これは例えば、非常に興味深かった写真の一枚である、
「大型洗濯機に入れるために野戦服を整理する伍長」で良くわかります。
そのカフ・タイトルには「ダス・ライヒ」、「ドイッチュラント」、「アドルフ・ヒトラー」、
さらには「レギオーン・フランデルン」まであったりと・・・。
また、歩兵突撃章が左胸に付けっぱなしだったりして、そのまま洗濯するのか?とか、
こういうのは妙に気になりますね。
有名な人物では当時「トーテンコップフ」の連隊長で、
その後「ダス・ライヒ」師団長となったオットー・バウムSS大佐をはじめ
オットー・ギレやビットリッヒといったSSの将軍以外にも、
グデーリアンやモーデルが申し訳なさそうにチラっと写っています・・。
ヴィットマンの有名な写真「88輌撃破のキル・リングを眺めるクルーたち」のキャプションでは、
このティーガー"S04"号が中隊本部のクローンSS曹長のものを撮影用に使用したと
書いてありました。この"S04"号も諸説あるようです。
ネーベルヴェルファーがそのロケットの噴射煙のため、
簡単に位置バレしてしまうことから、撃ったら移動というのが必須だったようです。
そのためか、後半ではしっかり自走砲のパンツァーヴェルファーに変身しています。
チェルカッシィで包囲される直前の「ヴァローン」もその突撃砲と共に出てきたかと思えば、
エストニア人志願兵で構成された大隊「ナルヴァ」のヴェスペ自走砲中隊という珍しい写真も・・。

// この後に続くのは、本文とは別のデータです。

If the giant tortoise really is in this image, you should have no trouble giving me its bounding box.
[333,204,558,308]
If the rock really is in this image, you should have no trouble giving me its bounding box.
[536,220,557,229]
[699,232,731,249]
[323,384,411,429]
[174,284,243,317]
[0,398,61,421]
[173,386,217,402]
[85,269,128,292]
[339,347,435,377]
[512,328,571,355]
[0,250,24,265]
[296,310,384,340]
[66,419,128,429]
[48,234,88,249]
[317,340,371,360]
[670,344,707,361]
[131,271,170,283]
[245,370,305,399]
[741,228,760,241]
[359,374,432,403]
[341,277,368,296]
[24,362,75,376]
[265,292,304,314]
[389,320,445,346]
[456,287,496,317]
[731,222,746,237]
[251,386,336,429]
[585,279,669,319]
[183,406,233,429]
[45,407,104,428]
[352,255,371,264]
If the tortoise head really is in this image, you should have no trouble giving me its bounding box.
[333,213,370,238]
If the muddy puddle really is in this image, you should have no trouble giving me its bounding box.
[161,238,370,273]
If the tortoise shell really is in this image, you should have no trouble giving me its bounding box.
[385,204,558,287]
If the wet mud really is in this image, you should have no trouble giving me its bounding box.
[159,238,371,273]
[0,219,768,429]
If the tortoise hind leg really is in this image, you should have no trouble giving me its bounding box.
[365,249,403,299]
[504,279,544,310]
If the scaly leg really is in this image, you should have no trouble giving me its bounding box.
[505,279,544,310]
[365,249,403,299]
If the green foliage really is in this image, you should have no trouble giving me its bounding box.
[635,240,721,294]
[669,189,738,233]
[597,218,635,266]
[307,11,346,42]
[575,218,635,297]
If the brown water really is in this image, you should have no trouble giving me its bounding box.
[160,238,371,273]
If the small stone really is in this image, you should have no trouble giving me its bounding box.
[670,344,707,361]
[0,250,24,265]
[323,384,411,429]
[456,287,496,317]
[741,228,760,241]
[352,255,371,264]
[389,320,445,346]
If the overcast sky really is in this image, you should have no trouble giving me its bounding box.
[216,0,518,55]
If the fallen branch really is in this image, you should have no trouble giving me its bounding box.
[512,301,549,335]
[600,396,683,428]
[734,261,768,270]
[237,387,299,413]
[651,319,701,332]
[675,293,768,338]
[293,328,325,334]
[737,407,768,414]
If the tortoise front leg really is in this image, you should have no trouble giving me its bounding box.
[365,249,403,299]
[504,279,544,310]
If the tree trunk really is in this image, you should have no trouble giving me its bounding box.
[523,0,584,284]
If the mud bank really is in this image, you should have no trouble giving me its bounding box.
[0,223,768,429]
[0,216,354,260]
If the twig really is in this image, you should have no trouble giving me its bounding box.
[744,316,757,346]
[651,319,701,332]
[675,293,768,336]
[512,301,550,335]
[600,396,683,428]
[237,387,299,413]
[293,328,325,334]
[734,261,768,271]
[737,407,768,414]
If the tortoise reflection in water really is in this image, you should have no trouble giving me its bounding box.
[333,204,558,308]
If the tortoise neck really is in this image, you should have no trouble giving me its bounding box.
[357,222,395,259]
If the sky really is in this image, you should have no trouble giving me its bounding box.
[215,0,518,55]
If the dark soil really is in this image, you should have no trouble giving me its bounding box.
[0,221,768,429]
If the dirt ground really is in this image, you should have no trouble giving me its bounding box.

かつてのポーランド軍の装甲列車「シミャウィ(勇者)」号という写真も貴重ですね。
戦車もティーガーやパンターの塗装すらわかるほどクリアーな写真が
当たり前のように出てきますし、4号戦車なら20~25人、
パンターには30人の歩兵を鈴なりに乗せている写真も楽しめます。
最近ソ連側から発表された写真というのは大概が、「撃破された」ドイツ戦車ですが、
そういった類の写真はほとんどないのも嬉しいですね。
逆に撃破されているのは、T-34を筆頭に、KV-1B、JS-2、SU-85、ISU-122などの
重戦車や自走砲といった面々となっています。
また、鹵獲したシャーマンを喜んで乗り回すドイツ兵の姿も・・・。
しかし、この化け物のような姿をしたソ連重戦車を見ると、重心が前がかりからか
「怖いな~・・」と思ってしまうのは自分だけでしょうか?
ティーガーなどのドイツ戦車を見慣れていることもあるかも知れませんね。
ヴィーキングの戦車部隊を率い、のちにSS戦車部隊総監となった
ヨハネス・ミューレンカンプのパンターと指揮戦車の1号戦車がくっついている写真は
パンターの大きさ(1号戦車の小ささ?)が良くわかります。
最前線の兵士たちの服装がホントにバラバラなのも面白いですね。
ハッキリ言って「軍服の規定なんか知ったことか!」という感じで、
特にベルトを2本巻いている擲弾兵は意味不明なだけに印象的です。
そして、騎士十字章を首にから下げた黒の戦車服の戦車長ですが、
夏の暑さのため、その下は半ズボンというこの若干間抜けに見える写真は
松田優作のTVドラマ「探偵物語」のオープニングを思い出してしまいました。
また、本書のキャプションでは編集部の注)として、
「「パンツァー・ユニフォーム(大日本絵画刊)」によると・・・」とか
「軽駆逐戦車」ならびに「重駆逐戦車」や「重戦車大隊記録集②によると・・・」
などと、他の大日本絵画出版の書籍と比較/検討しています。
少しイヤラシイ感じのする出版社の戦略というのはわかっていますが、
まんまと欲しくなってしまうところは、我ながら悲しいサガですね。。
戦車を中心とした写真集ですが、それに特化したものではなく、
夏から冬、ロシアからウクライナ、ポーランドの泥濘期の凄まじさも
とても良く伝わってくるもので、武装SS兵士と国防軍戦車兵との懇親会の様子など
その兵士たちの喜怒哀楽も充分写し出しています。
値段が高いのがイタいところですが、
ヴィトゲンシュタインは古書でも4000円という妥当な?購入価格でした。
こんにちは、この写真集なかなか良いできですね。ひとつ突っ込み入れさ
せていただくと、p148 のI号指揮戦車、第3装甲師団とありますが、これ
第4装甲師団のマーキングなんです。解説にはwikingが主力の様に書かれてますが、第4装甲師団が主力でwikingパンター大隊は第4の指揮下に入っており、I号は連絡用に派遣されてるものと思います。
その時の様子はこちらです。
http://www.youtube.com/watch?v=QglDrFMHXJ4
始まって3分38秒あたりにでてきますが、第4師団の指揮官たちです。
中央が第12装甲擲弾兵連隊長ホフマン大佐、右第35戦車連隊第I大隊長メルケル軍医。この人軍医で戦車指揮して騎士十字章授与されたスゴイ方です。最後はギレと握手してめでたし。ギレ服装キレイすぎじゃない?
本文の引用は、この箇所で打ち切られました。